The first instance decision in this case was reported in Weekly Update 8/17. The claimants in a group litigation action alleged that the defendant had supplied defective breast implants to them. The defendant's product liability insurers advised that the policy did not cover the "worried well" ie those claimants who were concerned about their implants but whose implants had not ruptured. Eventually, the insured claims (197 in total) were settled with the consent of the insurer (who paid a proportionate amount of the common costs attributable to the insured claims). The remaining 229 claimants (whose claims were uninsured) subsequently succeeded in their claim against the defendant. The defendant was by then in administration and the claimants sought, and were granted, a costs order against the insurer, pursuant to section 51 of the Senior Courts Act 1981. The insurer's appeal from that decision has now been rejected by the Court of Appeal.
The insurer had sought to argue that a liability insurer should only be held liable under section 51 if it has controlled the litigation in its own interest, without paying appropriate regard to the insured's interests. But the Court of Appeal placed more importance on the principle of reciprocity: if the insured had won, all the claimants (both insured and uninsured) would have been liable equally to contribute the other side's costs.

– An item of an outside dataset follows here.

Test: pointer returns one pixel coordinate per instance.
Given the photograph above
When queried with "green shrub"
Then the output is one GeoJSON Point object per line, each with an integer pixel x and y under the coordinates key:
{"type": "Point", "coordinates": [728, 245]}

The Court of Appeal noted that the decision has caused consternation in the insurance industry and amongst insurance lawyers but went on to find that "It is, in my judgment, fanciful to suppose that when [the insurer] entered into the contract of insurance they expected that, if called upon to indemnify [the insured] against a claim for defective products, such a claim would be brought by a random mix of insured and uninsured claimants. The expectation must have been that, if called upon to indemnify [the insured], [the insurer] would potentially be liable for all the costs of an unsuccessful defence. It is in that sense that I agree with the judge that to require [the insurer] to pay the costs of the uninsured claimants is no more than [the insurer] bargained for. That feature in itself distinguishes this case from cases where the combined award of damages and costs exceeds the policy limit. In the present case there was no such limitation".
At first instance, the judge had placed emphasis on the fact that, but for the insurer's involvement, the defendant would have disclosed at an early stage that there was no insurance for the "worried well" claims and the applicants would most likely have discontinued their claims. The Court of Appeal was unpersuaded by the argument that the judge had been wrong to conclude that the lack of insurance should have been disclosed, given that there is no duty to disclose the cover limit in a policy of insurance (see Cormack v Excess Insurance Co Ltd ). The Court of Appeal concluded that: "First, it was not alleged in that case that the failure to disclose the cover limit had any causative effect on costs. In our case, by contrast, the judge was satisfied that if the lack of insurance had been disclosed costs would not have been incurred. Second, the non-disclosure in that case was the cover limit. The non-disclosure in our case was the non-existence of any insurance at all". Furthermore, it was held that Cormack did not say that a failure to disclose the limit of cover was irrelevant.